Esa misma noche, después de un día entero sin cruzar miradas, su padre se adentró en su cuarto, le tomó del brazo y se la llevó al jardín. Se plantaron frente a uno de los árboles que allí había, no cruzaron palabra. Hasta que finalmente, su padre habló.
-          ¿Ves este árbol? Su tronco está torcido. No ha crecido bien. Tú eres ese árbol, y mi tarea es llevarte por el camino más recto.
            Eso fue lo último que le dijo ese día. Veronika regresó hacia su cuarto, subiendo con pesadez los peldaños que le llevaban a la casa. ¿Y si ella no quería ser un árbol recto? Siempre que veía un árbol torcido, algún animal se encontraba reposando sobre él. Incluso las personas podían encontrar un buen lugar donde descansar, donde encontrar la paz.
            Aún así, ¿de qué le servía conocer el miedo a su padre si no conocía la solución para perderlo?

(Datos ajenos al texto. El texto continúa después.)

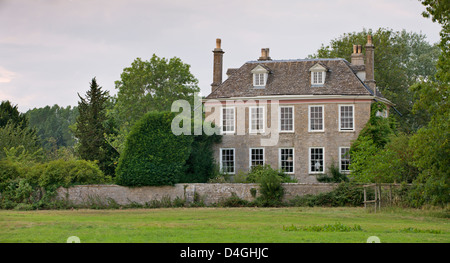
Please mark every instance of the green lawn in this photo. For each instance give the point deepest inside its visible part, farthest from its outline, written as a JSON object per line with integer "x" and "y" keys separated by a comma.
{"x": 204, "y": 225}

Y ya que se ponía, ¿de dónde le viene el miedo a su madre?
            Trató de recorrer todos y cada uno de los rasgos de la expresión de su madre cuando ese sentimiento de supervivencia se apoderaba de ella. Recordó.

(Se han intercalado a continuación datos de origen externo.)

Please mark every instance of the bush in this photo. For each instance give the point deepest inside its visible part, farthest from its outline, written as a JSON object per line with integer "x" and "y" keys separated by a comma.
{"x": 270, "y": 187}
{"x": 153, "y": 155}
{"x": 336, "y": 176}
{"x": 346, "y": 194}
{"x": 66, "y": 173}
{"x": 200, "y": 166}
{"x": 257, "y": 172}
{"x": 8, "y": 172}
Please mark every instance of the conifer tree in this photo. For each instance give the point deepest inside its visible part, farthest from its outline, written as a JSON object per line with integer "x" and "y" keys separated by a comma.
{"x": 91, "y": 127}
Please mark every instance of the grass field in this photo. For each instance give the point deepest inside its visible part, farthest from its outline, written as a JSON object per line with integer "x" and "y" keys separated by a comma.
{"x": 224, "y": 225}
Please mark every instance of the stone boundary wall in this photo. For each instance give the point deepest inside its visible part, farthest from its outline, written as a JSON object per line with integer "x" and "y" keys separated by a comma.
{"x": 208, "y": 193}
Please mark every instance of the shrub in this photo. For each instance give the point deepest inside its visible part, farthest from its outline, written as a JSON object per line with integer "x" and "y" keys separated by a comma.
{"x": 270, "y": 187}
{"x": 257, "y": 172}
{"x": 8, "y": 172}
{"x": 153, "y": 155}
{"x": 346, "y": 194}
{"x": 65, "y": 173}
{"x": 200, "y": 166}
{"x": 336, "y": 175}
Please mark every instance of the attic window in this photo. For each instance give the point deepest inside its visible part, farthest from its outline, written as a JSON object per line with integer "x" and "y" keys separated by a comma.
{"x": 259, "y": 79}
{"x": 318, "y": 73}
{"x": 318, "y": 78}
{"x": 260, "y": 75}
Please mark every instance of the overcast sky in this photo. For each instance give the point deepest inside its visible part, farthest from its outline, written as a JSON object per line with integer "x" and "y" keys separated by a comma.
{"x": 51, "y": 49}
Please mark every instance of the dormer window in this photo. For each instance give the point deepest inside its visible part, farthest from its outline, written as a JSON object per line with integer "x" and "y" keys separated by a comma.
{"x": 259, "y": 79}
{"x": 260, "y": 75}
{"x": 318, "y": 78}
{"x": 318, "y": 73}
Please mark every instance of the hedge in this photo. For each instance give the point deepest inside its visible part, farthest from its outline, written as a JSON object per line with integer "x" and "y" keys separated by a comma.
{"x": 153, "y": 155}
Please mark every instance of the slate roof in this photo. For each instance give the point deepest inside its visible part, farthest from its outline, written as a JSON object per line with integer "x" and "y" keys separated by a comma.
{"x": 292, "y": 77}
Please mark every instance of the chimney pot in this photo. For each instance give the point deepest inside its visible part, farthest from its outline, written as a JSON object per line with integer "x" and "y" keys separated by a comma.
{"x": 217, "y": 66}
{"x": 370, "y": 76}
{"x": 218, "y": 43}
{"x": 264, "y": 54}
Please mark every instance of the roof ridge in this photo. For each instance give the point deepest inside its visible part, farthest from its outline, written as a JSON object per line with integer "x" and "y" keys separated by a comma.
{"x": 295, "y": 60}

            Esta vez, nos encontramos a una Veronika algo mayor, pero aún en su adolescencia, trabajando con su madre, ayudándola en lo poco que podía, sintiéndose inútil. Ese era su futuro, el que habían decidido para ella. Pero no quería. No quería ser una acomodada niña rica. No quería no tener que hacer nada. Ella quería hacerse fuerte, ser inteligente, buscar su propia verdad. No permanecer como esos antiguos sabios grecos que de tan sabios que se consideraban no interpretaban la duda como algo bueno. “Mamá, no quiero ser así, no quiero ser como tú”. Los ojos de la susodicha parecían querer salirse de sus cuencas. Sus labios apretados. Y, en milésimas de segundo, una rojez cruzaba la cara de Veronika.
            En el mismo momento que lo recordaba, se llevó la mano a su mejilla.